I live in a house that was built before anyone in New England knew the recipe for cement and my house is built on stones that have been fitted together. Basically my foundation is built on a stone wall and there are parts of my house that show that. Even after over 200 years, my house is not finished settling. There are growing gaps between certain beams and cracks here and there that betray the presence of shifting a shifting foundation.
This chapel did not always have a good foundation. Did you know that? It had to be dug out and built under this existing structure. And that is a great analogy for what God has done here. There is a foundation in this place of love and acceptance and inclusion of anyone who wants to be a part of this family. It is that foundation that brought me and Tina here in the first place and that is the foundation that we will build on. I know what fear of the future is. I know what it’s like to have to struggle with changes that we did not want to make. I know what it’s like to struggle to find a home in a place that is not really offering that.
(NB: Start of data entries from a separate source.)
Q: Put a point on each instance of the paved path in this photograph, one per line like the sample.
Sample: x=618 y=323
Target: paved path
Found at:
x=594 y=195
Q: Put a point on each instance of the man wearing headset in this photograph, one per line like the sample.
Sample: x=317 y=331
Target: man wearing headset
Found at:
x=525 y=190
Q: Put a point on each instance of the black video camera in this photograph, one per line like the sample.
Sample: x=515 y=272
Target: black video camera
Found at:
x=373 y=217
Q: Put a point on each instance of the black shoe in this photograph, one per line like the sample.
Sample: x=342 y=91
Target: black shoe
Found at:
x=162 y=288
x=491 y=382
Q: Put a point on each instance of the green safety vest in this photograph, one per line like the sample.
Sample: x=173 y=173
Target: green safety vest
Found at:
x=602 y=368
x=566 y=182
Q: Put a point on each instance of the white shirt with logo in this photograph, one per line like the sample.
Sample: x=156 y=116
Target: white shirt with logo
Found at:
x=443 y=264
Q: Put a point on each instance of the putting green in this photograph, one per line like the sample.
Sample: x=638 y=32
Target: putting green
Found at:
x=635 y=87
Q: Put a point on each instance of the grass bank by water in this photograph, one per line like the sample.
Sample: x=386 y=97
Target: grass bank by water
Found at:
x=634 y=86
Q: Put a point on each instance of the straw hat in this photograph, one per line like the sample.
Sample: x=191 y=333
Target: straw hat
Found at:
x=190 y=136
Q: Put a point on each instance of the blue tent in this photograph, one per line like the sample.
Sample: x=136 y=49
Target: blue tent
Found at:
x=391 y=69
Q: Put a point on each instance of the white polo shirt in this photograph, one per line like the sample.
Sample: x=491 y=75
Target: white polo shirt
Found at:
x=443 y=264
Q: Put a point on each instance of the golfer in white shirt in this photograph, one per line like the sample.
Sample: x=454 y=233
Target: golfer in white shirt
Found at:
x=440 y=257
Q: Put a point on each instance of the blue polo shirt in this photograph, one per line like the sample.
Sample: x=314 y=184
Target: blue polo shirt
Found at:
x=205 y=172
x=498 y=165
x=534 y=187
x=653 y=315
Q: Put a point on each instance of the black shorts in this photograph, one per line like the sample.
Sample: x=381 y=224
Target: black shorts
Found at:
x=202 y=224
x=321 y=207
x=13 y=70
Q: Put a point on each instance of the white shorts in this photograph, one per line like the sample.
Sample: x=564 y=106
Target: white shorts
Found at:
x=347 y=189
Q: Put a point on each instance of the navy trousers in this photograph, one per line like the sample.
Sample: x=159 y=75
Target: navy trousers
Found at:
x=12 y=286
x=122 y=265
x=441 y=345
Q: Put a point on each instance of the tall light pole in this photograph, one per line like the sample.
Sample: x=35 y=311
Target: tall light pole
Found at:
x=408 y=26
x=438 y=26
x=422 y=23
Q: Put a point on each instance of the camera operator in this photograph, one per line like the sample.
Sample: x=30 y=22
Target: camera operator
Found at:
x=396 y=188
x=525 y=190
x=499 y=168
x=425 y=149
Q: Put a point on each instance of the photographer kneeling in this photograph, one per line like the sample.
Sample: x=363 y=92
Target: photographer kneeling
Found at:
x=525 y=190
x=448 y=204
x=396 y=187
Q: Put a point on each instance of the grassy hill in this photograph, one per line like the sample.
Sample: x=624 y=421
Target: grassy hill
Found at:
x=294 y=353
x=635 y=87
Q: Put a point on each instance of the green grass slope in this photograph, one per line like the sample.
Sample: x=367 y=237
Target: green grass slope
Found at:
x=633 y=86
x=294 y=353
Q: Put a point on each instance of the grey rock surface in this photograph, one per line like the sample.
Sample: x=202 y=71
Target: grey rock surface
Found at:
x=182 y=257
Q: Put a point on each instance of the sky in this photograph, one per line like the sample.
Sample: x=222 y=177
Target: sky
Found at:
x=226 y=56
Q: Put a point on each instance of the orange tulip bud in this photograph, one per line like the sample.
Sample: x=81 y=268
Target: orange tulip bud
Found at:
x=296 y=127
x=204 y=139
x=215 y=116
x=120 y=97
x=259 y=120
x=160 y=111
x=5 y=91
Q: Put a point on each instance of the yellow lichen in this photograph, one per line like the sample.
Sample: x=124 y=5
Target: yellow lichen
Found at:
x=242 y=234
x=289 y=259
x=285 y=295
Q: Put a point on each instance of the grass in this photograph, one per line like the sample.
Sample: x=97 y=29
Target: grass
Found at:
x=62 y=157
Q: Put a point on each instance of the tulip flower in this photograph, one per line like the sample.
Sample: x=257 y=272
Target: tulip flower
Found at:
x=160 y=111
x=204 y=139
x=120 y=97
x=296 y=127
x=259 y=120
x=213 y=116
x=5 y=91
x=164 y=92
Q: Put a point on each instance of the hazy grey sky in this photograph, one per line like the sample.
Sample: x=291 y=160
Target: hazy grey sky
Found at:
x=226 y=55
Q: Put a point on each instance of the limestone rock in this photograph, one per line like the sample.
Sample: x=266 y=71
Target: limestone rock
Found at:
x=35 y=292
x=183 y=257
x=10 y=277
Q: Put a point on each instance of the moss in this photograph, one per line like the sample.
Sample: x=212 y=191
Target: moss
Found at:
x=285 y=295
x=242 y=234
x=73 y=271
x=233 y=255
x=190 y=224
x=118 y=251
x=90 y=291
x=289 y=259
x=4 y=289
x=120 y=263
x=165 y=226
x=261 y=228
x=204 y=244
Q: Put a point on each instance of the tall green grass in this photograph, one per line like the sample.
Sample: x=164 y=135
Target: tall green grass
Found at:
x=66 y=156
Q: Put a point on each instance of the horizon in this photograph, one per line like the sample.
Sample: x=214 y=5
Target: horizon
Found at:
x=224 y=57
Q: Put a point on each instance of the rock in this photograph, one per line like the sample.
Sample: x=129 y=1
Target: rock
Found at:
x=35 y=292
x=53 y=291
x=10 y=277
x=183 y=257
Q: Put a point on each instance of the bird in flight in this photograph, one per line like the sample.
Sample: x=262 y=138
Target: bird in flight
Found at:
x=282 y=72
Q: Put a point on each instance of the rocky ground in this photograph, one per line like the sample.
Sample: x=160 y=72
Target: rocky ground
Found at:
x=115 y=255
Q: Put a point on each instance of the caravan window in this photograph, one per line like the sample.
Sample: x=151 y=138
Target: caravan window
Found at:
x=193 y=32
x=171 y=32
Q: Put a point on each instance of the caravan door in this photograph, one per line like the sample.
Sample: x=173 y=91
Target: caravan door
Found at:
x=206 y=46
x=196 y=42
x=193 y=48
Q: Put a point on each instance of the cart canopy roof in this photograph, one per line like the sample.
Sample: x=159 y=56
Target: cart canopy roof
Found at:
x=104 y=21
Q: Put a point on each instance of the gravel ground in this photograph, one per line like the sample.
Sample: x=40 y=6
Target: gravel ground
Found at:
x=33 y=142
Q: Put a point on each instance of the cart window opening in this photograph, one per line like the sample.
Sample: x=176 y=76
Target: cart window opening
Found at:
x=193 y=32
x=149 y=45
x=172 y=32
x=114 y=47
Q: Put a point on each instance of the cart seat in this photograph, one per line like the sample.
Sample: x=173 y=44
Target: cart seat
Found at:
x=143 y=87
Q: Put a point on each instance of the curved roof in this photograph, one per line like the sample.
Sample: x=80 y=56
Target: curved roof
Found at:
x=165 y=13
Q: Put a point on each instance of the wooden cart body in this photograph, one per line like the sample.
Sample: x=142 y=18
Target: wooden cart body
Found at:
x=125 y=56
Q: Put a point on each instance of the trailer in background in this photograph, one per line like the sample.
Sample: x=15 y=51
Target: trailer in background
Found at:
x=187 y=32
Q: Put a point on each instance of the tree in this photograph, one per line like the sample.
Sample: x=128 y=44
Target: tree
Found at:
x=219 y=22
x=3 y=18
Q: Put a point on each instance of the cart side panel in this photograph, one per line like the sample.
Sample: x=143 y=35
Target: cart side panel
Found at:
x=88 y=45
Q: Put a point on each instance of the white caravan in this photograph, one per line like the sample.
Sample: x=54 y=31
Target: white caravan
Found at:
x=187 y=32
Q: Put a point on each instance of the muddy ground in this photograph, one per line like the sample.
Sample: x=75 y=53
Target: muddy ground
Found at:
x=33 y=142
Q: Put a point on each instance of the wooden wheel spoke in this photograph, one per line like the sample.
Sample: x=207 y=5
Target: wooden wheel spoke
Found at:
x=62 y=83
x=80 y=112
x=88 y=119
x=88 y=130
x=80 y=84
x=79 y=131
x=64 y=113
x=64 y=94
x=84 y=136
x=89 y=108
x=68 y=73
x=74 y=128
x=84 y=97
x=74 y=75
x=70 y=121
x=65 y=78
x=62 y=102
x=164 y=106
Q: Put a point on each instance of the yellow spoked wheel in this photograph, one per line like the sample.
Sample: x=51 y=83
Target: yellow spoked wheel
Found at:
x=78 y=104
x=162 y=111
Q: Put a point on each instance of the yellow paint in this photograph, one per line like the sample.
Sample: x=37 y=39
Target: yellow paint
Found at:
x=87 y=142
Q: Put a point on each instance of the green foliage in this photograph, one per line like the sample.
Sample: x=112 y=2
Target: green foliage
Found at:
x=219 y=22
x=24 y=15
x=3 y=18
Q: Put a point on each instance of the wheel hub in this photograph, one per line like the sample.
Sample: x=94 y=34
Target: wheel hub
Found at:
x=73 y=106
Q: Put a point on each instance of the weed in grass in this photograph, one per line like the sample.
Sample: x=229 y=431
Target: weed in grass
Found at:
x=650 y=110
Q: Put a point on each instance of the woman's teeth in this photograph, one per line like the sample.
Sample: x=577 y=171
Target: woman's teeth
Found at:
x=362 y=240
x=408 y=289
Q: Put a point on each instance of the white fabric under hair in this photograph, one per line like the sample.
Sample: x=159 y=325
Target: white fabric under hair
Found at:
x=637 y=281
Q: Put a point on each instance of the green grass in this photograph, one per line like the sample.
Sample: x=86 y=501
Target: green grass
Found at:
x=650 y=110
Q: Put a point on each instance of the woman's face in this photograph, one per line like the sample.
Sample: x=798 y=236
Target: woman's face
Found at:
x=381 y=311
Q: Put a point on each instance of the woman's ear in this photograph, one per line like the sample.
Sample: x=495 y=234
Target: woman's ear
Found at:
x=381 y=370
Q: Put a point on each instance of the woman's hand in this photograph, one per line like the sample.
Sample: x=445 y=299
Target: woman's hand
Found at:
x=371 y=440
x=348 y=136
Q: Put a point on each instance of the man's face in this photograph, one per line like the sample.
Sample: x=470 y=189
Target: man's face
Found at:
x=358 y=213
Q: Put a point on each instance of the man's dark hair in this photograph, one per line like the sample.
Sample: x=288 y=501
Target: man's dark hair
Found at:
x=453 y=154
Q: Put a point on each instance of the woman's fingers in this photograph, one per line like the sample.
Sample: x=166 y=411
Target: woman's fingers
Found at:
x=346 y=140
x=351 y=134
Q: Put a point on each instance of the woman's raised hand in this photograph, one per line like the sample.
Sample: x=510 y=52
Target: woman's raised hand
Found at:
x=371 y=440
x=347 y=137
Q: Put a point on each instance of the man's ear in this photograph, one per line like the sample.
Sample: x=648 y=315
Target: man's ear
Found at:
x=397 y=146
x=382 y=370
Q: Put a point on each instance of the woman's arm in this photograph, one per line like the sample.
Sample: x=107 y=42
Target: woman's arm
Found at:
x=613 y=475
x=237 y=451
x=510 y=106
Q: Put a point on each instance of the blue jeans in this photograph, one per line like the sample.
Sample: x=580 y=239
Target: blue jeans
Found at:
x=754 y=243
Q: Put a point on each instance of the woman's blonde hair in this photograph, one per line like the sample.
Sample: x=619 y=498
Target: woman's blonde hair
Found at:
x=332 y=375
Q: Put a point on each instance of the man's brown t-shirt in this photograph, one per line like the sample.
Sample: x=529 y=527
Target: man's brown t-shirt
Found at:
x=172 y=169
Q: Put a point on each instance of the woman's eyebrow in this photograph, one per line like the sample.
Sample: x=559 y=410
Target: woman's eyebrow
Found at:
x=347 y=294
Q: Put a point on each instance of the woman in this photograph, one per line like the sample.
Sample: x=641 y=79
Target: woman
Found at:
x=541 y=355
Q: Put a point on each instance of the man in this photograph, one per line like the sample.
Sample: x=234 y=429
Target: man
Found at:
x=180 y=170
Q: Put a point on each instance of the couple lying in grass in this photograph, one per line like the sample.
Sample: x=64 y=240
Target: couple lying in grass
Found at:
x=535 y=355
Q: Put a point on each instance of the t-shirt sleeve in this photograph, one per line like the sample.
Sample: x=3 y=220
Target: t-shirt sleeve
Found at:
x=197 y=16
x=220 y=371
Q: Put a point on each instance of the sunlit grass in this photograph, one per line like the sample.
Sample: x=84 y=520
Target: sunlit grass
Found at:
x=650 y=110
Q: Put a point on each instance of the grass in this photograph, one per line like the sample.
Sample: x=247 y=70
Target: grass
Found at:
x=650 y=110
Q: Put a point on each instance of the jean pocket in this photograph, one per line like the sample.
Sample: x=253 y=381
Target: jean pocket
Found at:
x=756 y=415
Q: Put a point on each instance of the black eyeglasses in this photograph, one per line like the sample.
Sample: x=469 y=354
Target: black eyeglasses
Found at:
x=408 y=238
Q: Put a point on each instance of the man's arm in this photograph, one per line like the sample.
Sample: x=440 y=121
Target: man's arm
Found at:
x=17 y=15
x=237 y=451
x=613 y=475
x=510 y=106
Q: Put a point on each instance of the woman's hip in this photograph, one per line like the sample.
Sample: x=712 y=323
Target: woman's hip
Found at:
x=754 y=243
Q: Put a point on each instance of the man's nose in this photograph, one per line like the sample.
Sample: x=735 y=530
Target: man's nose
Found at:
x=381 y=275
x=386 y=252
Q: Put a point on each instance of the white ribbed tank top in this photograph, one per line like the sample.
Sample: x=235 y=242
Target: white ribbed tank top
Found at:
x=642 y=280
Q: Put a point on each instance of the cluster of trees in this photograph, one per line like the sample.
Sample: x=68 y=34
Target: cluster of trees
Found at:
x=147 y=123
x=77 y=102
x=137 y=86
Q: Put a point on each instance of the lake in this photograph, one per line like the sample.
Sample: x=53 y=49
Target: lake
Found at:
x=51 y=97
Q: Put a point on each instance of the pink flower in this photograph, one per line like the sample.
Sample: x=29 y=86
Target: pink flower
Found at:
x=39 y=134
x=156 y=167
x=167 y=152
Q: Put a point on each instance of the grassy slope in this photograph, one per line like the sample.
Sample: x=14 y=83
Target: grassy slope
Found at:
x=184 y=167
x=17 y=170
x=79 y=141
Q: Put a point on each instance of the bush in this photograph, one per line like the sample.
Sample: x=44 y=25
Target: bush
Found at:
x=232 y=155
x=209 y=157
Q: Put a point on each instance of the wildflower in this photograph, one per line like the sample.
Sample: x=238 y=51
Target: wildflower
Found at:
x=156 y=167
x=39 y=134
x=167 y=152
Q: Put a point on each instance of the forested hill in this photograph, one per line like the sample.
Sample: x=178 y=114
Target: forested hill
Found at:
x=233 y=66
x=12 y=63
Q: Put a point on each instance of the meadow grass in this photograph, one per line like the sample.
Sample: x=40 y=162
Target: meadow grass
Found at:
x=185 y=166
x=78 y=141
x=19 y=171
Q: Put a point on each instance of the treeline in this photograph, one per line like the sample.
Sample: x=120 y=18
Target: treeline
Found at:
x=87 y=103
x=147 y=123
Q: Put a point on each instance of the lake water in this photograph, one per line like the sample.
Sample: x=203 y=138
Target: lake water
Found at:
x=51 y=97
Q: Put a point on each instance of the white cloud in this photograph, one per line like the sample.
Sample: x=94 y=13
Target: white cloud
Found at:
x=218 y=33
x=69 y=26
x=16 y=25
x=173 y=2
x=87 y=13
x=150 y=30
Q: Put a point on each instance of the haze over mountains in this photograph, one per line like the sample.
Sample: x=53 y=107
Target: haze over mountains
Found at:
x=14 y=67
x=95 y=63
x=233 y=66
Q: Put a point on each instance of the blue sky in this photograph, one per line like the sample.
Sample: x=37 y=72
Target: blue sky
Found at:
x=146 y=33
Today’s scripture talks about foundations and the problems that result from having poor one and also the benefits of having a good one. Jesus defines a solid foundation as the hearing and doing of the word of God. The person who hears the words of Jesus and does them has a strong, firm foundation able to withstand the storms and difficulties that come with being a human being. We are at a place as a chapel where we are called to question these words. Do we believe in the foundation or not? Have we heard God’s word and done it, here at Silver Lake. . . or not? Do we trust that God has led us to this point, this very moment in time . . . or not? Do we, as a church, as a spiritual home, really believe in the words that we read, sing, and hear every week or not?
Every week we pray the words, “Thy will be done!” The writer Gerhard Frost says that he so often prays this prayer and then ducks, preparing for the worst instead of expecting the best. It is so easy to forget that the Father of our church family is a loving God who already has given us all things. Romans 8:32 reads that “He who did not spare his own Son but gave Him up for us all, how will he not also graciously give us all things?” God’s will for us is not only the best, but it is the only good. All else is less than. All else is a weak, vulnerable foundation.
One last thought: a friend was planning a rather ambitious vacation to Europe for his family of six. He spent many hours on the internet looking at maps and itineraries and all sorts of travel information.
A few days before they were supposed to leave, the youngest of his children came into the room where he was working. She looked over his shoulder at all the maps and the papers and computer printouts. She sat and watched while he was writing things down and going from this website to that website on his computer. Finally, she climbed up into her Daddy’s lap and looked up at him and said, “ Daddy, I am so glad all I have to do is go along.” That is the mark of a trusting child: the willingness to feel secure in another’s hands. And that is the mark of the children of God: a willingness to welcome the unknown future and commit themselves to their Father’s hands.
Every day of lives, we make choices, judgments, and decisions according to the talents we have and the life that has been laid before us. Beyond those areas that we seem to control, however, lies the vast domain of our helplessness. It is there that we must be willing to admit our total dependence on our Father. Then we too can celebrate the fact that we are in God’s hands. He is planning and has planned the trip and we can just go along, knowing that he’ll bring us to the right destination.